5-Minute Hacks for Client Pricing

Pricing is a tricky game to navigate — not only does it dictate the value of your products and services, but it also plays a major role in a prospective client’s decision-making process. Charge too low and your bottom line will suffer; charge too high and you’ll drive away budget-minded clients. It’s a fine line you must walk to realize your financial goals while also remaining competitive in the marketplace.

In the catering world, pricing is especially touchy as you must factor in the costs of ingredients which fluctuate throughout the year. Here are a few ways to assess and adjust your pricing structure to ensure it’s up to par.

Know your worth

Pricing insecurity is common in service-driven companies, since there is a lot of grey area that needs to be accounted for beyond concrete costs. All it takes is the loss of a major client or a slow season to get business owners wondering if they’re charging too much.  

However, confidence in knowing your worth is the key to success in the catering industry.

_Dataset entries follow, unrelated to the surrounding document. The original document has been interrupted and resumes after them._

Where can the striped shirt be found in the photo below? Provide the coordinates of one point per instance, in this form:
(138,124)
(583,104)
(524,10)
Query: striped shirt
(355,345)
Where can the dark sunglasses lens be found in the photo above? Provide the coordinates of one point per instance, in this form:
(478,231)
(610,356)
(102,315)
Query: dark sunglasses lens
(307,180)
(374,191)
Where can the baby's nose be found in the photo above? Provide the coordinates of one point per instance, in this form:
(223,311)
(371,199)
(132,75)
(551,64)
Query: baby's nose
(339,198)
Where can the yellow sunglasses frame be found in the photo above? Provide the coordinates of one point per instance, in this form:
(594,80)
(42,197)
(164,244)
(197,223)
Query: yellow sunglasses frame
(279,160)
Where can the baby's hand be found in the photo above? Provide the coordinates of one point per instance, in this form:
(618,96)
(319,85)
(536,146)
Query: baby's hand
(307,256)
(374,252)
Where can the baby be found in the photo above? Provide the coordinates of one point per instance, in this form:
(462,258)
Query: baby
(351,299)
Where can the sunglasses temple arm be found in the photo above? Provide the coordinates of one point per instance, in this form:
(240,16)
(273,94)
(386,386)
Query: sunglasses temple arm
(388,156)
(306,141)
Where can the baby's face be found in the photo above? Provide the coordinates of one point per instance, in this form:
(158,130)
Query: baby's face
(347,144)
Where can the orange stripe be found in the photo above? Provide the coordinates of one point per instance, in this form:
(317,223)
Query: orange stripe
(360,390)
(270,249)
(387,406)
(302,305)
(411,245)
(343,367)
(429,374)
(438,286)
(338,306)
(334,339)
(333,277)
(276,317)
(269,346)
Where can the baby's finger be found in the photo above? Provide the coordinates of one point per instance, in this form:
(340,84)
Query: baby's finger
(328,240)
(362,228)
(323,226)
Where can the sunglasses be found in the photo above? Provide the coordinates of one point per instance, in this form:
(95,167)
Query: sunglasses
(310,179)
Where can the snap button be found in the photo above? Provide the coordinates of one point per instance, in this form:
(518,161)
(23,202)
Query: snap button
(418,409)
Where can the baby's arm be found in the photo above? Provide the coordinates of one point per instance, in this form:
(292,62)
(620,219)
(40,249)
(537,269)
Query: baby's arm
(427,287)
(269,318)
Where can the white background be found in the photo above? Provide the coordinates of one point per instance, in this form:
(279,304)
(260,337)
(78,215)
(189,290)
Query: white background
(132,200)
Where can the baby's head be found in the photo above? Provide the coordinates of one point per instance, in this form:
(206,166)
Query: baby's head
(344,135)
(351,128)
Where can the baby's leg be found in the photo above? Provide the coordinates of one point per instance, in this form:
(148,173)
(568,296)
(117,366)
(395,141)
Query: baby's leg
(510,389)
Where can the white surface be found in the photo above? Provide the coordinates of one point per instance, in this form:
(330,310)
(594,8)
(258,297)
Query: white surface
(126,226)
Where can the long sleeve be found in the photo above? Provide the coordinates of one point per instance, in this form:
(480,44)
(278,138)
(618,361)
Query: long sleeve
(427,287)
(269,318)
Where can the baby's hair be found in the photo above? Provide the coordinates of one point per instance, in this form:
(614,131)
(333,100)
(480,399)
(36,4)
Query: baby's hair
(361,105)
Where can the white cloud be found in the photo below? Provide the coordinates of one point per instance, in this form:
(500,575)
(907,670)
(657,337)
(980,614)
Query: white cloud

“You have to be proud of the products you’re delivering and should never apologize for your pricing,” says Anthony Lambatos of Footers Catering. “I firmly believe that if you accept price as a reason for someone not booking, then you are accepting that the difference in the value you provide does not matter to the customer.”

Face the fact that some people will look elsewhere because they’re not prepared to pay the price you’ve quoted. This isn’t necessarily a bad thing; in most cases, you are simply making room for the clients who will see the value in your work.

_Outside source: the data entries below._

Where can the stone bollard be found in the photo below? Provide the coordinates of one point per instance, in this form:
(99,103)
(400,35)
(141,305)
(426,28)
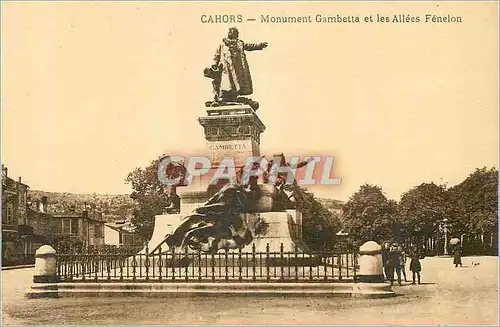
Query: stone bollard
(45,265)
(370,263)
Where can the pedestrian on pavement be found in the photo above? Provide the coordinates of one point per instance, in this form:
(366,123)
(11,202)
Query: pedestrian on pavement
(457,256)
(403,263)
(395,262)
(385,259)
(415,266)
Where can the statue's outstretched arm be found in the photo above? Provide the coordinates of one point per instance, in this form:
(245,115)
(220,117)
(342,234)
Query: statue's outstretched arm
(254,46)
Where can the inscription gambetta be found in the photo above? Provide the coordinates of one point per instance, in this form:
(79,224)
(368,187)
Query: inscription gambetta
(227,147)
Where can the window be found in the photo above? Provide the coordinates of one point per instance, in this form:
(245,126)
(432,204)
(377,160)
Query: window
(98,231)
(74,226)
(10,213)
(66,226)
(85,227)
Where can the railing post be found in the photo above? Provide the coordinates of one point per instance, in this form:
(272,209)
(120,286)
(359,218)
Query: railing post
(134,267)
(296,250)
(46,273)
(325,264)
(160,264)
(95,263)
(199,265)
(226,264)
(347,264)
(45,265)
(282,263)
(212,264)
(253,263)
(71,262)
(186,264)
(173,263)
(355,266)
(146,262)
(240,264)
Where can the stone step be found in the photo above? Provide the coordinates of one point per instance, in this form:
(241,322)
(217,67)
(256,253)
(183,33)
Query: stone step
(167,289)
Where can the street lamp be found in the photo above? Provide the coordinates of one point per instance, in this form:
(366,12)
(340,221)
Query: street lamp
(445,229)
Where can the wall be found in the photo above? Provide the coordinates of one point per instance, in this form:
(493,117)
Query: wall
(111,236)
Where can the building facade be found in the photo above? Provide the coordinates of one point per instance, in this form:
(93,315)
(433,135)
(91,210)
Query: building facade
(15,225)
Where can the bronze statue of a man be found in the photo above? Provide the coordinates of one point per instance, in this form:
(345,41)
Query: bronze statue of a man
(230,71)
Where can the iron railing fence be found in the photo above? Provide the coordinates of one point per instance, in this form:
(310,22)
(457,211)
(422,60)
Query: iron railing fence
(121,264)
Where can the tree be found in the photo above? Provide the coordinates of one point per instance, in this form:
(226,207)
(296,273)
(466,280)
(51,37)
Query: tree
(150,196)
(320,225)
(476,202)
(370,216)
(423,209)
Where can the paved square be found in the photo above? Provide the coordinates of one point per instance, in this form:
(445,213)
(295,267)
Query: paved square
(448,295)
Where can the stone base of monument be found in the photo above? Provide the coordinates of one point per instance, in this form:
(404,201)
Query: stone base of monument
(170,289)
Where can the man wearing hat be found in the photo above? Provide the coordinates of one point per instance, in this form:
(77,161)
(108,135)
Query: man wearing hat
(230,70)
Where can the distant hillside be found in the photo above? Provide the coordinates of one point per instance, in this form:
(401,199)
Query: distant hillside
(111,207)
(331,204)
(102,206)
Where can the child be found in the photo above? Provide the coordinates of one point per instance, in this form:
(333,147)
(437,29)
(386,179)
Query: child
(403,264)
(415,266)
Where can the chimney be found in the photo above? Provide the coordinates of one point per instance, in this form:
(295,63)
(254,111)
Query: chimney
(44,204)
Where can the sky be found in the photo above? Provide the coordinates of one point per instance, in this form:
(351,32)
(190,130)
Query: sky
(91,90)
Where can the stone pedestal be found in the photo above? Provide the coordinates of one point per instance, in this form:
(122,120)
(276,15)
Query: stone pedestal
(232,131)
(370,263)
(45,265)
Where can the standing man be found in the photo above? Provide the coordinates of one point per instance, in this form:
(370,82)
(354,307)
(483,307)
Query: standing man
(230,60)
(395,262)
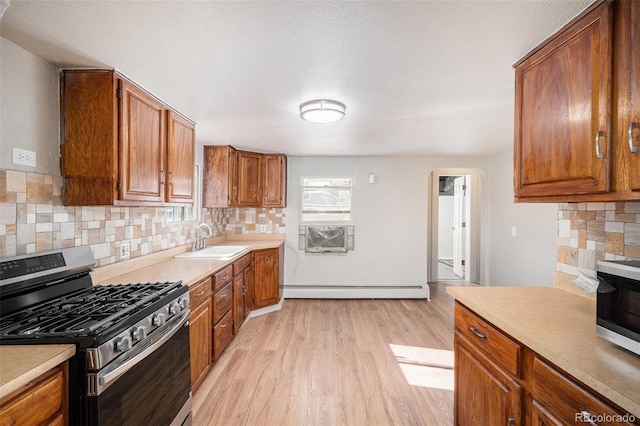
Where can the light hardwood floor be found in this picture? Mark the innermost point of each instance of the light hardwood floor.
(337, 362)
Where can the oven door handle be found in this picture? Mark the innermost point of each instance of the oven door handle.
(100, 381)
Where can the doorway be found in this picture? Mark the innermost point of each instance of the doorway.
(454, 226)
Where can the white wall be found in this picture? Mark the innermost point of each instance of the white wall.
(390, 219)
(445, 227)
(29, 108)
(529, 258)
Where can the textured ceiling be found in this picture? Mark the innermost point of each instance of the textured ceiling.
(418, 78)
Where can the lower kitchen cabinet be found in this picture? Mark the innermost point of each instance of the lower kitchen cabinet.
(499, 381)
(268, 276)
(222, 321)
(43, 401)
(242, 291)
(200, 331)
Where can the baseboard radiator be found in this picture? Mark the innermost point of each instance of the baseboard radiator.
(356, 292)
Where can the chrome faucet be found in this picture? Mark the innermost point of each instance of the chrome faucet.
(201, 240)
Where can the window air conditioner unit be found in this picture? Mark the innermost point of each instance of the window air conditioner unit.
(326, 238)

Research comparative pricing

It’s essential to know where your company fits into the marketplace in terms of pricing. There’s nothing wrong with doing some research to learn what other restaurants and competitors are charging for similar menus.

“You get what you pay for,” reminds Lon Lane, president of Lon Lane’s Inspired Occasions. “There is the Golden Corral and Ruth’s Chris Steakhouse and a lot in-between — they all prepare strip steaks, but they are not all equal. Compare your pricing to the pricing from restaurants that provide your quality of work.”

 Emphasize value

In a high-pressure sales situation, it’s good to remember that your pricing is not the only thing that sets you apart from a prospect’s choices. Whether it’s a commitment to eco-friendly practices or a killer client experience, you have more to offer beyond the food prepared in your kitchen.

Meryl Snow, owner of Feastivities Events, assures: “The strongest way to eliminate the pricing feedback is to show them why you're different from your competitors from the beginning.” 

The catch is that you must sell the added value of booking your company. You need to make it crystal clear what sets you apart. 

“If one DJ is $1,000 and another is $1,200 and the client doesn’t see the difference between the two companies, they will book with the less expensive company,” Snow continues. “Wouldn’t you? This deserves to be repeated if a client tells you they booked someone else because of price that is due to the fact that the client did not see any differences between the two companies.”

Price around your goals

Making cost projections can be an extremely valuable way to assess how much you need to charge. “We have target goals for both our overall cost of goods sold and for the cost of our combined food costs and kitchen prep labor cost,” explains Lambatos. “Our pricing is based off of these numbers.”

When you make concrete goals, you have a better idea of future projections so you can be prepared for any changes in the market. “We try to raise prices in advance of increasing costs because so many of our events are booking six months to a year out,” he adds.

Mind your numbers

When it comes down to it, pricing is about the numbers. Get familiar with your company’s expenses and figure out how to land on dollar values that make sense for your services and packages. Find a formula that works for you that makes pricing an easy, continuous process.

Lane shares: “We evaluate actual value (Food Costs x a Multiplier = Retail Price), market value (comparing our product to competitors), and perceived value (i.e. a cup of coffee costs $0.08 to make, but perceived value is $2.50 plus). We try not to leave money on the table.”

The business of pricing shouldn’t be a mysterious process of smoke and mirrors. Instead, get into the details and be transparent with your customers — stick to your service’s value and be strategic in your decisions. Even after you’ve set your pricing, keep an eye on your bottom line to be aware of any fluctuations that need adjustment.